Mi siedo al tavolo e mi verso una tazza di caffè, e proprio in questo momento sento dei passi. Mi volto, ed eccola. La prima cosa che vedo sono le sue gambe, fasciate dai jeans stretti e strappati. A ogni gradino che scende, riesco a scorgere qualche dettaglio in più di lei. Zelda. Le sue dita sul corrimano, la maglietta a strisce bianche e nere, abbastanza corta da lasciare scoperti un paio di centimetri di pelle, il collo, il mento, le guance. Finalmente la vedo tutta, e devo chiudere gli occhi per non farmi sopraffare dalla forza di questa emozione.

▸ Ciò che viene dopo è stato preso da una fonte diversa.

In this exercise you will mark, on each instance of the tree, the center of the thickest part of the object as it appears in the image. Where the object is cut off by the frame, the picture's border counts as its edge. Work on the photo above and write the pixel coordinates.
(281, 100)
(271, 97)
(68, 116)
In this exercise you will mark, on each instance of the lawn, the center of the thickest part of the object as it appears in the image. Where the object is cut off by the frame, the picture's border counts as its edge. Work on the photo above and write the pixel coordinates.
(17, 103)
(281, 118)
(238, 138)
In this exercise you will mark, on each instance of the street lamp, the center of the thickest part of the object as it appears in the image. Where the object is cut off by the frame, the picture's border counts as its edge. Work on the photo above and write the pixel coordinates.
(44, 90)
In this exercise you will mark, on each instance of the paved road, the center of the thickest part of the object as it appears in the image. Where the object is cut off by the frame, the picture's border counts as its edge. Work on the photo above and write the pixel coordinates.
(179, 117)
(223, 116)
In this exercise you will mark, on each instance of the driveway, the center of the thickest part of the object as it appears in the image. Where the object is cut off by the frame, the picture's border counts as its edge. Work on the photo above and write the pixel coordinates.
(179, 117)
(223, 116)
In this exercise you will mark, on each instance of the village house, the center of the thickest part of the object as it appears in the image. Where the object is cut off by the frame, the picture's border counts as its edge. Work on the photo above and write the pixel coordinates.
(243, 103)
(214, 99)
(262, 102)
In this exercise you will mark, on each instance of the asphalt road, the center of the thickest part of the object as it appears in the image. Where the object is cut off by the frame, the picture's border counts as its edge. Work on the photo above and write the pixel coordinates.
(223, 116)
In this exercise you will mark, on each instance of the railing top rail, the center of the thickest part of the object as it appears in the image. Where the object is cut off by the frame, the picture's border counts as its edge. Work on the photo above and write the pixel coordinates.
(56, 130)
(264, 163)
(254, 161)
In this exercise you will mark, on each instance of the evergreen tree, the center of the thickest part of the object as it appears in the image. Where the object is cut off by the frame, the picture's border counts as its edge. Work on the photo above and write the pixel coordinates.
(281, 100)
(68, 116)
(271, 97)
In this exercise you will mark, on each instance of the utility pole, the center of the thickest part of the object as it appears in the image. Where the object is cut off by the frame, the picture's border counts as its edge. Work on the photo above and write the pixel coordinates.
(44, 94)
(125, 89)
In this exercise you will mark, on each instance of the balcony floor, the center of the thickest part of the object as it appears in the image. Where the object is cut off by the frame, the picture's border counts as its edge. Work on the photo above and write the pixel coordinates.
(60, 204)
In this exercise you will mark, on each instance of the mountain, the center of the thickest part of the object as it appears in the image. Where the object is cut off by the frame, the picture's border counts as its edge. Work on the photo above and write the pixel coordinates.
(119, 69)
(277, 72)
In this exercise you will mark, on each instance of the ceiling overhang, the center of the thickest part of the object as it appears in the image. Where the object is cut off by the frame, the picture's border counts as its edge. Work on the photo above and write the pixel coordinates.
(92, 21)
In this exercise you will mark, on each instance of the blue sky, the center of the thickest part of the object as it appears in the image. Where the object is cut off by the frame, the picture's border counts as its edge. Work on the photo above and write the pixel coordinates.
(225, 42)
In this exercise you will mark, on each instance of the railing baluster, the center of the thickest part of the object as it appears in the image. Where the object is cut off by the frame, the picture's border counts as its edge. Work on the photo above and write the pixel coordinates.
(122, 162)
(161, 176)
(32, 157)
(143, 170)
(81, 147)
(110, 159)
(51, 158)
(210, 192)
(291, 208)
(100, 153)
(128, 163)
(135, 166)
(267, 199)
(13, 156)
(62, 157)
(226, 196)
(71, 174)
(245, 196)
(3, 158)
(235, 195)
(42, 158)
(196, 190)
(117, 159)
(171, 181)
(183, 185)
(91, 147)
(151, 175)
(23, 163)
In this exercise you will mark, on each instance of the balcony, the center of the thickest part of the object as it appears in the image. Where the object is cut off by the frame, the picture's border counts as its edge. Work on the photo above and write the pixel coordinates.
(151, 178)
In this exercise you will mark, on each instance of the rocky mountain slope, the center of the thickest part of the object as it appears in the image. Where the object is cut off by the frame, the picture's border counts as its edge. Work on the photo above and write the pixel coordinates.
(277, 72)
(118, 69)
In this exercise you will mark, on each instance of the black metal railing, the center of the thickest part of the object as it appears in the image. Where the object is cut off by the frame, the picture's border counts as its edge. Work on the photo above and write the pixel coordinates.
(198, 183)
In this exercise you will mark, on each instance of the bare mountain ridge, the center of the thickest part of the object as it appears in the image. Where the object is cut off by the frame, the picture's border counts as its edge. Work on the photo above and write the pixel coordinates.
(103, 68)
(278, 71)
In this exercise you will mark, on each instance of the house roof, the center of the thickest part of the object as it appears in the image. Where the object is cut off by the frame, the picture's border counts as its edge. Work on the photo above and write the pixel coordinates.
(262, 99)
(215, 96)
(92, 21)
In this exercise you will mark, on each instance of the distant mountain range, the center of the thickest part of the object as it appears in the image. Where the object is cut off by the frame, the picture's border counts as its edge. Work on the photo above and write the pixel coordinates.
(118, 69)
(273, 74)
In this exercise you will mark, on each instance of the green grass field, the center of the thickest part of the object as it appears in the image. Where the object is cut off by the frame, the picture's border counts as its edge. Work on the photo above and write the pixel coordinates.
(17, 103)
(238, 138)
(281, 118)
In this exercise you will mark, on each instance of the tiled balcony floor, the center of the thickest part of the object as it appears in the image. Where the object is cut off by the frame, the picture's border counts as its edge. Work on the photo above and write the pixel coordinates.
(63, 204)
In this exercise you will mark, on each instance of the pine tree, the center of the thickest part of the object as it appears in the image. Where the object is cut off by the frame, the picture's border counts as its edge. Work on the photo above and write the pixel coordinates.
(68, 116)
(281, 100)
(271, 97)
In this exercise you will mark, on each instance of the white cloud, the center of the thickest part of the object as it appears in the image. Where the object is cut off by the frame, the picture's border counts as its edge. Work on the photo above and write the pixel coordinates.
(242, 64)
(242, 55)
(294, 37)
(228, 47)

«Buongiorno!» esclama entusiasta, guardandoci raggiante. Quando i nostri si occhi si incontrano, ho un sussulto. Lei supera con un saltello gli ultimi gradini. Vorrei proprio sapere se è così allegra grazie a me, oppure se al mattino è sempre piena di energia in questo modo. Scosto la sedia alla mia destra per invitarla a sedersi.
«Questo sì che si chiama ‘servizio completo’», dice. «Ieri la portiera della macchina, oggi la sedia.» Mi sorride e si siede. Non riesco a decifrare il suo sguardo, oltre al buonumore non vedo altro. Aggrotto la fronte. Forse abbiamo bisogno di stare da soli per un po’, per chiarirci. In fondo, cosa mi aspettavo? Che mi si sedesse in grembo e mi infilasse la lingua in bocca? Magari ci speravo, ma non potevo certo pretenderlo.